かやうにてすぐるほどに、この左府、悪さふといふ名を天下の諸人つけたりければ、そのしるしあけくれのことにてありけるに、法勝寺御幸に実衡中納言が車やぶり、又院第一の寵人家成中納言が家ついぶくしたりければ、院の御心にうとみをぼしめしにけり。あにの殿は、「まことによくいひけるものを」とをぼしめしめがらさてすぎけり。人の物がたりに申しヽは、高松の中納言実衡が車やぶりたることを、父殿「いかにさることは」といはれける次に、「かくあしくとも家成などをばゑせじ物を」と、はらのたたれけるにいはれたりけるをきヽ(は)さみて、親にもかくをもはれたるやすからずとて、無二にあいし寵しける随身公春に心をあはせて、家成がいゑのかどに下人をたてゝまゑをとをられけるに、高あしだはきてありけるをおいいれたる由にて、ついぶくはしたりけるなり。あしく心たてたりといヽながら、身をうしなふほどの悪事かくせられけり。
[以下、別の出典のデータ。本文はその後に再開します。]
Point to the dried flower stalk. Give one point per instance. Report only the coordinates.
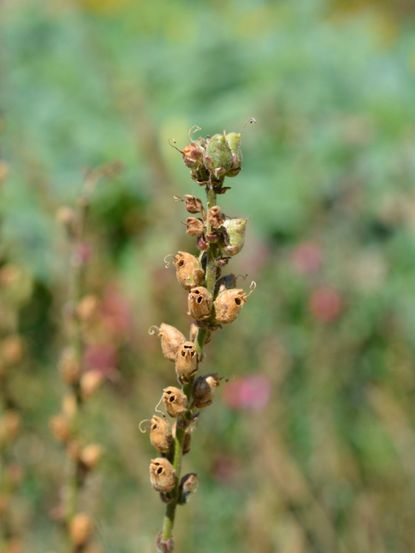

さるほどに主上近衛院十七にて久寿二年七月にうせ給にけるは、ひとへにこのさふが呪咀なりと人いヽけり。院もをぼしめしたりけり。証拠共もありけるにや。かくうせさせ給ぬれば、「いまはわが身は一人内覧になりなん」とこそはをもはれけんに、例にまかせて大臣内覧辞表をあげたりけるを、かへしもたまはらでのち、次のとし正月に左大臣ばかりはもとのごとしとてありけり。